At length, Jones addresses this in the epilogue in just how much of a disaster Richard's reign became: "At the root of many of these problems was the emerging nature of Richard's kingship. The young king had come of age at Smithfield, giving on that perilous afternoon a glimpse of the selfless bravery for which his father and the best of the Plantagenet dynasty had been famous. But in the aftermath he had shown the dark inclinations of his family's character that lay buried in his breast (page 200)...Richard was restoring his royal power not through reform or assertion of the rule of law, but by a barely legal terror in which viciousness had replaced wisdom, and blind fear stalked the troubled land (page 201)...Richard's personality and judgment had already been badly warped. He emerged from childhood, and 1381 in particular, with a profound distrust of his subjects and in particular his nobility. He grew up paranoid and vindictive, incensed at any attempts to guide him or to reform his rule (page 205)...Richard's first and greatest misfortune was that he lacked any effective role model for kingship.

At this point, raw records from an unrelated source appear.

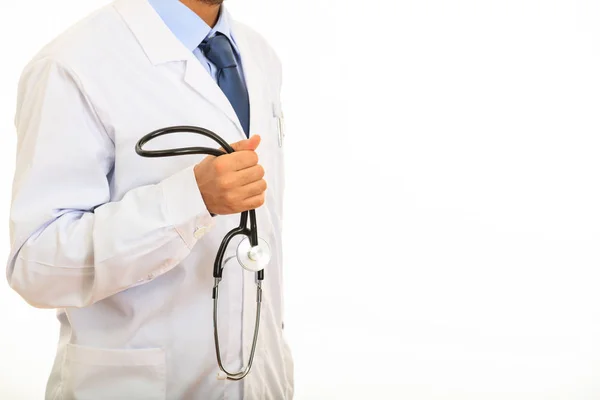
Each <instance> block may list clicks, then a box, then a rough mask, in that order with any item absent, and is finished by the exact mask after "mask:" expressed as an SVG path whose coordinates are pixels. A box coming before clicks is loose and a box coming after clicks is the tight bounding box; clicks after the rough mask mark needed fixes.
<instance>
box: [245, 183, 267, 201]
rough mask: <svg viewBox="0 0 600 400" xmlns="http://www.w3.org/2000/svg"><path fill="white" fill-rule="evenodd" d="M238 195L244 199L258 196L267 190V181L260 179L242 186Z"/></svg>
mask: <svg viewBox="0 0 600 400" xmlns="http://www.w3.org/2000/svg"><path fill="white" fill-rule="evenodd" d="M239 190H240V192H239V193H240V197H241V198H242V199H244V200H247V199H251V198H253V197H255V196H258V195H260V194H262V193H264V192H265V190H267V182H266V181H265V180H264V179H261V180H259V181H256V182H252V183H250V184H248V185H245V186H242V187H241V188H240V189H239Z"/></svg>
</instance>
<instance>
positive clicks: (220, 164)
mask: <svg viewBox="0 0 600 400" xmlns="http://www.w3.org/2000/svg"><path fill="white" fill-rule="evenodd" d="M213 168H214V169H215V172H216V173H217V174H222V173H224V172H225V171H227V160H226V159H224V158H223V157H219V158H217V159H216V160H215V161H214V162H213Z"/></svg>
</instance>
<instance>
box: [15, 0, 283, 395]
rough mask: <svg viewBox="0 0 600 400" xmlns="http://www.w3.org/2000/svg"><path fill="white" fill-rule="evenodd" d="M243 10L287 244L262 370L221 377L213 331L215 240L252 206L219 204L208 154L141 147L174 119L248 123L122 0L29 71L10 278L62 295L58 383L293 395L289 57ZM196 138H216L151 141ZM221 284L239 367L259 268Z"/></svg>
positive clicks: (102, 390) (222, 304) (231, 332)
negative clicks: (213, 264)
mask: <svg viewBox="0 0 600 400" xmlns="http://www.w3.org/2000/svg"><path fill="white" fill-rule="evenodd" d="M232 26H233V30H234V34H235V35H236V40H237V42H238V46H239V48H240V51H241V54H242V58H243V67H244V71H245V75H246V80H247V82H248V88H249V93H250V101H251V132H252V133H256V134H260V135H261V136H262V143H261V145H260V146H259V148H258V150H257V151H258V154H259V158H260V163H261V164H262V165H263V166H264V168H265V170H266V179H267V182H268V191H267V198H266V204H265V205H264V206H263V207H261V208H259V209H258V210H257V220H258V226H259V235H260V236H261V237H262V238H264V239H265V240H267V242H268V243H269V244H270V246H271V249H272V251H273V257H272V261H271V263H270V265H269V266H268V267H267V269H266V270H265V281H264V283H263V289H264V293H263V311H262V318H261V330H260V336H259V342H258V348H257V353H256V357H255V361H254V366H253V369H252V372H251V373H250V375H249V376H248V377H247V378H246V379H245V380H243V381H242V382H231V381H220V380H217V372H218V367H217V363H216V356H215V350H214V341H213V331H212V298H211V290H212V285H213V278H212V271H213V262H214V256H215V254H216V251H217V249H218V246H219V245H220V243H221V240H222V238H223V236H224V235H225V234H226V233H227V232H228V231H229V230H230V229H232V228H233V227H235V226H236V225H238V223H239V216H237V215H233V216H219V217H215V218H212V217H211V216H210V214H209V213H208V212H207V210H206V207H205V205H204V204H203V201H202V196H201V195H200V192H199V190H198V188H197V186H196V183H195V179H194V174H193V170H192V167H193V165H194V164H196V163H197V162H199V161H200V160H201V159H202V156H185V157H170V158H160V159H157V158H143V157H140V156H138V155H137V154H136V153H135V144H136V142H137V141H138V140H139V139H140V138H141V137H142V136H143V135H144V134H146V133H148V132H150V131H153V130H155V129H157V128H162V127H165V126H171V125H196V126H201V127H205V128H208V129H210V130H212V131H214V132H217V133H218V134H219V135H221V136H222V137H223V138H224V139H225V140H226V141H227V142H230V143H231V142H236V141H239V140H242V139H244V138H245V136H244V133H243V131H242V129H241V127H240V124H239V121H238V120H237V117H236V115H235V112H234V111H233V109H232V107H231V105H230V104H229V102H228V101H227V98H226V97H225V96H224V95H223V93H222V92H221V91H220V89H219V87H218V86H217V85H216V83H215V82H214V81H213V80H212V79H211V77H210V75H209V74H208V73H207V71H206V70H205V69H204V68H203V67H202V65H201V64H200V63H199V62H198V60H197V59H196V58H195V56H194V55H193V54H192V53H191V52H190V51H189V50H187V49H186V48H185V47H184V46H183V45H182V44H181V43H180V42H179V41H178V40H177V39H176V38H175V36H173V34H172V33H171V32H170V30H169V29H168V28H167V27H166V26H165V25H164V23H163V22H162V21H161V19H160V18H159V16H158V15H157V14H156V13H155V12H154V10H153V9H152V8H151V7H150V5H149V4H148V3H147V2H146V0H117V1H116V2H115V3H112V4H110V5H108V6H106V7H103V8H102V9H100V10H98V11H97V12H95V13H94V14H92V15H90V16H89V17H87V18H86V19H85V20H83V21H82V22H80V23H78V24H77V25H75V26H74V27H72V28H71V29H70V30H68V31H67V32H65V33H64V34H63V35H61V36H60V37H59V38H57V39H56V40H54V41H53V42H52V43H50V44H49V45H48V46H46V47H45V48H44V49H42V50H41V51H40V53H39V54H38V55H36V56H35V58H34V59H33V60H32V61H31V62H30V63H29V64H28V65H27V66H26V68H25V69H24V71H23V75H22V79H21V81H20V85H19V97H18V108H17V113H16V120H15V122H16V126H17V130H18V155H17V165H16V173H15V181H14V189H13V203H12V209H11V221H10V223H11V238H12V243H11V244H12V251H11V254H10V258H9V260H8V267H7V277H8V281H9V283H10V285H11V287H12V288H13V289H14V290H16V291H17V292H18V293H19V294H20V295H21V296H22V297H23V298H24V299H25V300H26V301H27V302H29V303H30V304H32V305H33V306H35V307H40V308H56V309H58V319H59V321H60V323H61V332H60V342H59V345H58V351H57V355H56V362H55V365H54V368H53V370H52V373H51V376H50V378H49V381H48V389H47V395H46V398H47V399H102V400H106V399H127V400H135V399H144V400H148V399H177V400H180V399H208V400H213V399H241V398H243V399H256V400H259V399H260V400H271V399H272V400H283V399H292V396H293V391H294V390H293V362H292V357H291V354H290V350H289V348H288V346H287V343H286V341H285V338H284V334H283V328H282V324H283V297H282V285H283V279H282V263H283V260H282V252H281V248H282V246H281V230H282V199H283V189H284V176H283V147H282V146H281V145H280V134H279V131H278V126H279V122H280V121H279V117H281V115H279V114H280V110H281V104H280V98H279V94H280V88H281V67H280V63H279V60H278V58H277V56H276V55H275V54H274V52H273V51H272V50H271V48H270V47H269V46H268V45H267V44H266V43H265V41H264V40H263V39H262V38H261V37H260V36H259V35H258V34H257V33H255V32H254V31H252V30H250V29H249V28H247V27H246V26H244V25H242V24H240V23H238V22H235V21H233V25H232ZM184 146H210V147H215V144H214V143H213V142H211V141H210V140H208V139H204V138H202V137H199V136H195V135H192V134H178V135H175V136H170V137H164V138H160V139H158V140H156V141H155V142H152V143H150V144H149V145H148V146H147V148H168V147H184ZM240 239H241V238H240ZM238 241H239V240H234V241H233V243H232V245H231V246H230V248H229V251H228V256H229V255H233V254H234V252H235V247H236V245H237V242H238ZM220 288H221V290H220V299H221V301H220V314H219V318H220V327H219V328H220V332H221V345H222V351H223V357H224V361H225V363H226V365H227V366H229V367H230V368H231V369H232V370H237V369H238V368H240V367H241V366H242V361H243V363H244V364H245V362H246V360H247V358H248V354H249V350H250V346H251V342H252V334H253V329H254V316H255V309H256V300H255V299H256V294H255V289H256V285H255V281H254V274H253V273H250V272H246V271H244V270H243V269H242V268H241V267H240V266H239V264H238V263H237V261H236V259H235V258H233V259H230V260H229V261H228V262H227V263H226V265H225V273H224V280H223V282H222V284H221V286H220ZM41 334H43V332H40V335H41Z"/></svg>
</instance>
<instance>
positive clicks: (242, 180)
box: [234, 165, 265, 187]
mask: <svg viewBox="0 0 600 400" xmlns="http://www.w3.org/2000/svg"><path fill="white" fill-rule="evenodd" d="M264 176H265V170H264V168H263V167H262V166H261V165H254V166H252V167H249V168H246V169H243V170H241V171H237V172H236V173H235V178H234V180H235V185H236V186H238V187H239V186H245V185H249V184H251V183H254V182H257V181H260V180H261V179H262V178H264Z"/></svg>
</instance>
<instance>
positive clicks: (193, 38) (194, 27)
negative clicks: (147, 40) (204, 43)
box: [148, 0, 239, 54]
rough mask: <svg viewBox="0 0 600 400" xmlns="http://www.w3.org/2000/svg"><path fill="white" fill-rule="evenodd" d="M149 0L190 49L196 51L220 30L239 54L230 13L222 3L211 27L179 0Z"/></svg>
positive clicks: (181, 42) (150, 3)
mask: <svg viewBox="0 0 600 400" xmlns="http://www.w3.org/2000/svg"><path fill="white" fill-rule="evenodd" d="M148 2H149V3H150V5H151V6H152V7H153V8H154V10H155V11H156V12H157V14H158V15H159V16H160V17H161V19H162V20H163V22H164V23H165V25H167V27H168V28H169V29H170V30H171V32H173V34H174V35H175V36H176V37H177V39H179V41H180V42H181V43H183V45H184V46H185V47H186V48H187V49H188V50H190V51H194V50H195V49H196V48H197V47H198V46H199V45H200V43H202V41H203V40H204V39H206V38H209V37H212V36H214V34H215V33H216V32H220V33H222V34H223V35H225V36H227V38H228V39H229V41H230V42H231V44H232V45H233V48H234V50H235V51H236V52H238V54H239V51H238V48H237V46H236V43H235V40H234V39H233V35H232V33H231V23H230V17H229V13H228V12H227V10H225V7H224V6H223V5H221V9H220V12H219V19H218V20H217V23H216V25H215V27H214V28H212V29H211V28H210V26H208V24H207V23H206V22H204V20H202V18H200V17H199V16H198V15H197V14H196V13H195V12H193V11H192V10H190V9H189V8H188V7H187V6H186V5H185V4H183V3H181V2H180V1H179V0H148Z"/></svg>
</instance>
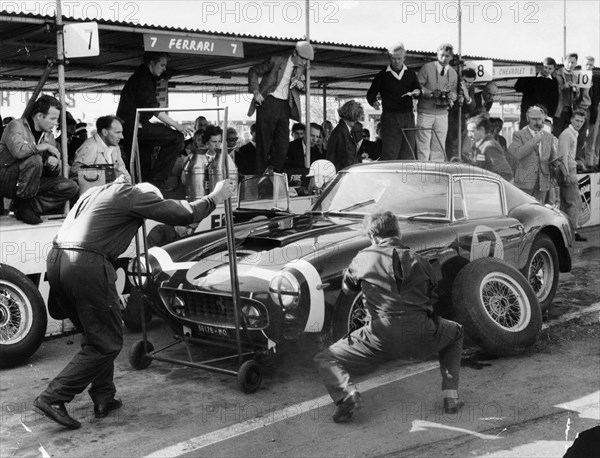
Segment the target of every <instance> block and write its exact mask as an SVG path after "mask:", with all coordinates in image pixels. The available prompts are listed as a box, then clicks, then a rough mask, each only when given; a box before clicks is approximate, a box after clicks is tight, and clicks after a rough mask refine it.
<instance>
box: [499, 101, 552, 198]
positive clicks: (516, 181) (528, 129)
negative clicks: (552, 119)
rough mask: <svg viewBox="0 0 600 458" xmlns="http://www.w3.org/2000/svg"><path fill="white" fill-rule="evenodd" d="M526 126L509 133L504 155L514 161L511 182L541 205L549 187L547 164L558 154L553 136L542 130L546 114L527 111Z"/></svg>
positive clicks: (543, 129)
mask: <svg viewBox="0 0 600 458" xmlns="http://www.w3.org/2000/svg"><path fill="white" fill-rule="evenodd" d="M526 116H527V122H528V123H529V125H528V126H527V127H525V128H523V129H521V130H519V131H517V132H515V133H514V134H513V141H512V143H511V144H510V145H508V154H510V155H511V156H512V157H513V163H516V168H515V177H514V179H515V181H514V184H515V186H517V187H518V188H519V189H521V190H522V191H524V192H526V193H527V194H530V195H532V196H533V197H535V198H536V199H537V200H539V201H540V202H541V203H542V204H543V203H545V202H546V195H547V194H548V191H549V190H550V178H551V177H550V165H549V163H550V162H551V161H553V160H555V159H556V158H557V157H558V155H557V151H556V145H555V143H554V136H553V135H552V134H549V133H547V132H546V131H544V120H545V119H546V113H545V112H544V110H542V109H541V108H540V107H537V106H533V107H529V109H528V110H527V114H526Z"/></svg>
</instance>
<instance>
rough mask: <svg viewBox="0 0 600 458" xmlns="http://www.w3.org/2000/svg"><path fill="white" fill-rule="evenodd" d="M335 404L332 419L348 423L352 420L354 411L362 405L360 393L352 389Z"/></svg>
mask: <svg viewBox="0 0 600 458" xmlns="http://www.w3.org/2000/svg"><path fill="white" fill-rule="evenodd" d="M336 405H337V407H336V408H335V412H334V413H333V421H335V422H336V423H348V422H349V421H352V414H353V413H354V411H355V410H356V409H360V408H361V407H362V398H361V396H360V393H359V392H358V391H356V390H354V391H353V392H351V393H350V394H348V396H346V397H345V398H344V399H342V400H341V401H340V402H338V403H337V404H336Z"/></svg>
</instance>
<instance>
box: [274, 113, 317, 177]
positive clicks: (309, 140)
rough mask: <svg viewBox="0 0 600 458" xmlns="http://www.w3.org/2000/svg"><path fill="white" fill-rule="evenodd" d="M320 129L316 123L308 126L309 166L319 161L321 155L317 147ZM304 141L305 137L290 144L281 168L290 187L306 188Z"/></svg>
mask: <svg viewBox="0 0 600 458" xmlns="http://www.w3.org/2000/svg"><path fill="white" fill-rule="evenodd" d="M320 127H321V126H319V125H318V124H316V123H311V124H310V137H309V143H310V164H312V163H313V162H315V161H316V160H319V159H321V157H320V154H321V153H320V151H319V148H318V146H317V142H318V140H319V138H320V135H321V133H320V130H319V128H320ZM306 141H307V137H306V136H304V137H302V138H297V139H296V140H294V141H292V142H290V149H289V150H288V154H287V157H286V160H285V165H284V167H283V171H284V172H285V173H286V174H287V176H288V184H289V185H290V186H294V187H298V186H303V187H304V188H306V187H307V186H308V180H307V179H306V174H307V173H308V168H307V167H306Z"/></svg>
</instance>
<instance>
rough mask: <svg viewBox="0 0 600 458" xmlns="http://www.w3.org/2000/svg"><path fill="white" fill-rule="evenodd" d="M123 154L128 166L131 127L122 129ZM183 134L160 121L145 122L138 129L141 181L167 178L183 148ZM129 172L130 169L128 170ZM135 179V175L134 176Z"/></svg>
mask: <svg viewBox="0 0 600 458" xmlns="http://www.w3.org/2000/svg"><path fill="white" fill-rule="evenodd" d="M123 136H124V138H125V154H124V158H123V159H124V160H125V164H126V165H127V167H129V160H130V156H131V146H132V142H133V128H130V127H129V126H127V128H126V129H124V132H123ZM184 145H185V140H184V137H183V134H182V133H181V132H179V131H177V130H175V129H171V128H170V127H167V126H165V125H164V124H161V123H147V124H144V126H143V127H142V128H140V129H138V146H139V154H140V167H141V172H142V181H165V180H166V179H167V178H169V175H170V173H171V170H173V165H175V160H176V159H177V155H178V154H179V153H181V152H182V151H183V149H184ZM157 146H159V147H160V149H159V150H158V154H157V156H156V159H155V160H154V163H153V162H152V160H153V155H154V151H155V148H156V147H157ZM130 172H131V170H130ZM134 178H135V179H137V176H136V177H134Z"/></svg>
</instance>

When he was a child he saw his grandfather, Edward III, at his worst: senile and surrounded by grasping acolytes. His father did not live long enough to shape Richard in his own mold. In the end, Richard's real role model was his uncle Gaunt, as disastrous a study in rule as he could've had. The boy picked up all of Gaunt's worst faults, without displaying any of his talent. He was a bully, but not authoritative; aggressive in defending the rights of the Crown, but with no true comprehension of its awesome responsibilities; eager to pick and maintain a quarrel, but guileless in making peace (page 206)."
Whew. Yes, I realize it is a long slew of quotes strung together, but I really think it sums Richard and his reign up perfectly. If you ever needed a speedy-quick run-down of Richard II, there you have it.
In closing, I first must say that I highly recommend this one, as has been my stance on the previous books he has authored. He is able to take a complex, well-researched story and still make it accessible to anyone, regardless of academic background. I shy away from calling it 'popular history', as to me that implies this kind of quickly-consumed-and-forgotten nonsense that seems to be so, well, popular at times. It is definitely anything but that.
Lastly, I will leave you with one final quote, despite the possibility that I am drowning my own review in an overabundance of quotes. (This is easy to do when you have a highly quotable book!)
"But of course the rebellion of 1381 was not just a tax revolt or a revolt against poorly considered labor legislation. It was the first sign that the ordinary people in England were politicized, and could be made angry enough to rise against bad leadership. They cared about foreign policy, and corrupt ministers, and bad laws...There was a profound sense that those high up in society were failing in their godly duties to protect and defend those lower down. Tyler's rebels were really very conservative. Only a few would have believed in Ball's doctrine of total egalitarianism; most simply wanted society and social relations to operate normally again" (page 207).